Construction output also expanded by 1.8% for the three months to January, with all new work growing by 2.1%.
Meanwhile, Britain's trade gap shrank by £4.7 billion to £6.4 billion over the three-month period thanks to rising exports of oil, machinery, transport equipment and non-monetary gold.
Kate Davies, ONS senior statistician, said: "Taking the last three months together, construction and manufacturing both grew strongly, with considerable narrowing in Britain's trade deficit.

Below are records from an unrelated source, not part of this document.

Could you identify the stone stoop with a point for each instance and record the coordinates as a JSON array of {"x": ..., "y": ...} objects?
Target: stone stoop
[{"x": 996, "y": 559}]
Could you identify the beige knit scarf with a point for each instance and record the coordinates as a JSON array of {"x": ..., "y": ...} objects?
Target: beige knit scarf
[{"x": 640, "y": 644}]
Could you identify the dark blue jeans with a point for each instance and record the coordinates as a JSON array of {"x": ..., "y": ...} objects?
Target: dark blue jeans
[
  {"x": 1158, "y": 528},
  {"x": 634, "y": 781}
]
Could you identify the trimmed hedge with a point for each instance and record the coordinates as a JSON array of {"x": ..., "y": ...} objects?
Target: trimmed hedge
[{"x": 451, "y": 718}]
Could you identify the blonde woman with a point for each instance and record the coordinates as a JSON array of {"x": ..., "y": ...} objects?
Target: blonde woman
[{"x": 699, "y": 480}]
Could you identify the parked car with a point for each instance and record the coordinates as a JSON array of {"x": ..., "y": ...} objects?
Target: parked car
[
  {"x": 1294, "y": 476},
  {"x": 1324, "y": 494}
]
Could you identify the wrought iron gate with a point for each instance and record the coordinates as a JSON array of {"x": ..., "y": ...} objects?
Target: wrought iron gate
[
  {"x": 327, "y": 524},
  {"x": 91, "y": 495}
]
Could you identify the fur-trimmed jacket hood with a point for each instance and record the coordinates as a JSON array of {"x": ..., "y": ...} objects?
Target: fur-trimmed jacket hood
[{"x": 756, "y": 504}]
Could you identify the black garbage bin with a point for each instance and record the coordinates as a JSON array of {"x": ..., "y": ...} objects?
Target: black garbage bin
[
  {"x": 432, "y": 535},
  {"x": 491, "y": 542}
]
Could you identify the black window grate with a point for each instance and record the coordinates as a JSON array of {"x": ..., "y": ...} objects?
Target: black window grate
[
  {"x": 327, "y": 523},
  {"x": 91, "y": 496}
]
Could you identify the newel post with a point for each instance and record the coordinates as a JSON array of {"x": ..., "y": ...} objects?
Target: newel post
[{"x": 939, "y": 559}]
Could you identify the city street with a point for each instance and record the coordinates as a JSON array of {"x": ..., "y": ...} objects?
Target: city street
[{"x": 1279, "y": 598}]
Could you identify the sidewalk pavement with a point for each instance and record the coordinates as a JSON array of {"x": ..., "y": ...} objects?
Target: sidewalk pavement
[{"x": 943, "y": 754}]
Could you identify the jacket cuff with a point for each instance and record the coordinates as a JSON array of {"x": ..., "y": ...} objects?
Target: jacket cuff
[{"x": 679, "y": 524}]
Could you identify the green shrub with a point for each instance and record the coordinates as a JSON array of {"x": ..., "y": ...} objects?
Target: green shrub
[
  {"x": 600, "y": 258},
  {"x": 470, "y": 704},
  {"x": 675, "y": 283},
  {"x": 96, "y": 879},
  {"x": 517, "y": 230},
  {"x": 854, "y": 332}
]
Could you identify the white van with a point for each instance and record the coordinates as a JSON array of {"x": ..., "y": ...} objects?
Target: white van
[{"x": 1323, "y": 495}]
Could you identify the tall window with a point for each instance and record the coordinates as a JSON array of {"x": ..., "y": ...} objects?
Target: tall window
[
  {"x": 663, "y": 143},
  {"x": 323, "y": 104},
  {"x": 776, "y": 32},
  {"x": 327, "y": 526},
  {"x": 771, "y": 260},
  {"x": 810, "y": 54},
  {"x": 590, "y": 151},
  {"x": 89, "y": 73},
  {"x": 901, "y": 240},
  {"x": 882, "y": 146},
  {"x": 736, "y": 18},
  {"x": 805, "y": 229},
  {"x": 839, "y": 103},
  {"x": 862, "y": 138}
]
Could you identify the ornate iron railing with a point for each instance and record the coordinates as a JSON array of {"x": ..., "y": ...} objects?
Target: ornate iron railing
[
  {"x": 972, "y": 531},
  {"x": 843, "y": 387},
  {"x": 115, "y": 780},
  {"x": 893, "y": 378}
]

"However, both manufacturing and construction were broadly flat on the month with the trade balance little changed.
"Construction orders fell back a little overall in the second half of 2016, albeit after strong growth in the first half of the year."
On trade, Nina Skero, managing economist at the Centre for Economics and Business Research (Cebr), warned against focusing on the monthly figures.
"Monthly trade figures are volatile and it is therefore important to consider the longer term trend which points to a substantial but narrowing deficit.
"In the year ahead, Cebr expects trade to make a positive contribution to GDP growth.
"We have argued many times in the past that supporting economic growth by boosting trade performance will be impossible with such a strong and overvalued pound.
"While a sudden depreciation of the pound following the Brexit vote led to other concerns (e.g. higher input costs), it also created the conditions necessary to rebalance economic growth away from consumer spending, which has been a key driver in recent years.
"Lessening the dependence on consumers is particularly important given rising inflation and stagnant wage growth both of which promise to make households more cautious with their spending."
Alan Clarke, head of European fixed income strategy at Scotiabank, said it would be wrong to be misled by "all the negative signs" within Friday's slew of economic data.
"In summary, these data for January, the first month of first quarter, make me confident that first-quarter GDP growth can easily record 0.5% quarter on quarter still and possibly even 0.6% quarter on quarter."